Mit schwankenden Schritten schleppte sich Heinz in sein Schlafzimmer zurück und brach dort vernichtet auf einem Stuhl zusammen. Das Gesicht in die Hände vergraben; saß er so da und, bis in die tiefste Seele durchrüttelt von der furchtbaren Wucht dieser Stunde, die er zeit seines Lebens nicht vergessen würde, rang sich in seinem zerrissenen Inneren ein Entschluß durch: ja, er wollte auf diese letzte Warnung hören, die ihm zu teil geworden war! Mit dieser Stunde sagte er sich los von seiner Vergangenheit; ein neues Dasein sollte für ihn beginnen, zwar überschattet von dem Entsetzen, das er heute erfahren, aber klar und ernst. Er wußte nun, wo sein Ziel lag und wie er den Weg dazu finden würde.

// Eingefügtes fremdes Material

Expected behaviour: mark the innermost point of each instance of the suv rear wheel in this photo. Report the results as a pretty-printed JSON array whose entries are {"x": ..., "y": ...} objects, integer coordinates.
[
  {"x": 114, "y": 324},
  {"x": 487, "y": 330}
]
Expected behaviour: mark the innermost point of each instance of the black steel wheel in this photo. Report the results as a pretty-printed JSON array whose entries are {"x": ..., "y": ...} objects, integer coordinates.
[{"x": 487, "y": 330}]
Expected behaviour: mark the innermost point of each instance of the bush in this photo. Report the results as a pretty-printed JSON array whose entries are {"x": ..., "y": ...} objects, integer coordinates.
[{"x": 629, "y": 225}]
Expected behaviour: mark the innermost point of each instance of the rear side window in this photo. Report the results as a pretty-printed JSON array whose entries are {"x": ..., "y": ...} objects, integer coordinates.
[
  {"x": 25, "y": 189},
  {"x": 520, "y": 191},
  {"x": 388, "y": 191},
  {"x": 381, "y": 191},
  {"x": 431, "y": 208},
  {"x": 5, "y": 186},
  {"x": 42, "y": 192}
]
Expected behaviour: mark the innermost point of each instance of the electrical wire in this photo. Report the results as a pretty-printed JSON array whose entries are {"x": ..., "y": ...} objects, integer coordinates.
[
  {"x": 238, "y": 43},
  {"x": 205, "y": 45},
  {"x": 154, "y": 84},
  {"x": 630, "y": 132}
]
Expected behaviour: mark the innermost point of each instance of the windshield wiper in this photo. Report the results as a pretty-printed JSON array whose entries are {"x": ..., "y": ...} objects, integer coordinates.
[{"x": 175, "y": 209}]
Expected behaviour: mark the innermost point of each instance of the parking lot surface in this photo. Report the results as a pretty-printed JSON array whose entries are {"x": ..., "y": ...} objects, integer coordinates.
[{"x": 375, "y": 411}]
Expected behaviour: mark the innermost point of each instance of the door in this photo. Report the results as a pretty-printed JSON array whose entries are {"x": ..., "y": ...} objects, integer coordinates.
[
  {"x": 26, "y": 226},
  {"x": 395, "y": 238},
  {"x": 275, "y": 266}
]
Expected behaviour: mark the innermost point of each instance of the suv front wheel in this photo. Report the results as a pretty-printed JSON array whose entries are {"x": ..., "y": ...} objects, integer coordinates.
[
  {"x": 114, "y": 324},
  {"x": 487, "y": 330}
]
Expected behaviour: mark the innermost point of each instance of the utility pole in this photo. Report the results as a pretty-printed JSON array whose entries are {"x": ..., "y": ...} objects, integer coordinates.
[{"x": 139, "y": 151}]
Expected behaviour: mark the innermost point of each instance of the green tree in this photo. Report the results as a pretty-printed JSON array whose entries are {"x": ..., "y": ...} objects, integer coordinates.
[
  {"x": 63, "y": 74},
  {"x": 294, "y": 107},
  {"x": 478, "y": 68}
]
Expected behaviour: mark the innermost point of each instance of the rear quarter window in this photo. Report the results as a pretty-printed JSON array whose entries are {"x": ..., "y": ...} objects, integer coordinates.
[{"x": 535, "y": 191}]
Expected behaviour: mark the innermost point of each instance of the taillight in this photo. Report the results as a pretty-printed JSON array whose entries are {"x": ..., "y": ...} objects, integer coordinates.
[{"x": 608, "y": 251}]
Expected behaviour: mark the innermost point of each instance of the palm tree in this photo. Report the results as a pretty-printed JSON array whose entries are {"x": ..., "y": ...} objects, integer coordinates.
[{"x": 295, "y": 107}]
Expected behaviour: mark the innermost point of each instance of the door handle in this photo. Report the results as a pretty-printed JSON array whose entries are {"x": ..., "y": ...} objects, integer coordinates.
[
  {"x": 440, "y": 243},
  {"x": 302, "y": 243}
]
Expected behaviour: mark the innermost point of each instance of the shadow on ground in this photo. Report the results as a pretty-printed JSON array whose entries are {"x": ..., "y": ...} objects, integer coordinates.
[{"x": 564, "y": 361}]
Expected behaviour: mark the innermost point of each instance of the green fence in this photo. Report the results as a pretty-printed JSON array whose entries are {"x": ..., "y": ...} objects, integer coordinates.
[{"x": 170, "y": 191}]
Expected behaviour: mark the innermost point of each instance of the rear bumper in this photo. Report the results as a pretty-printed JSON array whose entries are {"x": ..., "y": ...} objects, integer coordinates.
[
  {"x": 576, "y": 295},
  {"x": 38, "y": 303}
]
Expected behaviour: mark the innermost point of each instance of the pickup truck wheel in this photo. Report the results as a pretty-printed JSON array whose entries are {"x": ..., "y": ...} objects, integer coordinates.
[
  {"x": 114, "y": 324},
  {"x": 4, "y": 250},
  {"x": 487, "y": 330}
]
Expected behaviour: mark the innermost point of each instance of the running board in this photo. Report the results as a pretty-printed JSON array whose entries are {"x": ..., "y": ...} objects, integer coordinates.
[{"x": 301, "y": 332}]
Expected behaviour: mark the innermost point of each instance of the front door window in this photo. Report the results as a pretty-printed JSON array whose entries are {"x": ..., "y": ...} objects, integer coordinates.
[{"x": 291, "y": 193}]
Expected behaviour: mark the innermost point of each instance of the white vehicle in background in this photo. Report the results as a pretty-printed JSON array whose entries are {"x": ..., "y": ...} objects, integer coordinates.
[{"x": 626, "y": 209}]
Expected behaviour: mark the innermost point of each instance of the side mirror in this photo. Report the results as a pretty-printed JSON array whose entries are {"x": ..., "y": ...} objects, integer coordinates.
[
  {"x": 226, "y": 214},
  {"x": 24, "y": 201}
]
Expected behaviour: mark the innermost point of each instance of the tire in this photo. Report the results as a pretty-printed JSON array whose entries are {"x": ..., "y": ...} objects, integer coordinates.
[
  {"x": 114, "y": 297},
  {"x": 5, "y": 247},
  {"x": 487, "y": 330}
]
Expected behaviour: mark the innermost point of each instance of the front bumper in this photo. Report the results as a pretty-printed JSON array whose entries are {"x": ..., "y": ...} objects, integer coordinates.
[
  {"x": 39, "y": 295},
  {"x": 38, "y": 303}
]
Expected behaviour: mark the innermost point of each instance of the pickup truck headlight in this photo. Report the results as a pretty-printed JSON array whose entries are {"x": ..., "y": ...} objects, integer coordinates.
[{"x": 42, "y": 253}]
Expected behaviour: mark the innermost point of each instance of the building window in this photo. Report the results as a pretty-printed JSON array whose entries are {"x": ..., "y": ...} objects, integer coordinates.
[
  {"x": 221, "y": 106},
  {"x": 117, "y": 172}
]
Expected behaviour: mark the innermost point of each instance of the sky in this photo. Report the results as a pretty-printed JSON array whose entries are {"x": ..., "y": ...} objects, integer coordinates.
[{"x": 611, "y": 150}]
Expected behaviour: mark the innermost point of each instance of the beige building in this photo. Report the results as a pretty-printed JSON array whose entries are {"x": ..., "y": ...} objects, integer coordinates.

So starrte Heinz vor sich hin, der Gefahr nicht gedenkend, der er in dem halbgeborstenen Hause ausgesetzt war, bis lautes Geschrei von der Straße ihn aus seinem Brüten aufrüttelte und veranlaßte, ans Fenster zu treten. Unten war inzwischen die Feuerwehr zur Stelle geeilt, und sie traf Anstalten, die noch im Hause befindlichen Einwohner in Sicherheit zu bringen; auch ihm galten nun die Bemühungen der wackeren Leute. Die Treppe war nicht mehr ohne Lebensgefahr zu gebrauchen, so wurde denn die Rettungsleiter angelegt, und wenige Minuten später verließ Heinz Rickmann auf ihren Sprossen die Stätte des Unheils.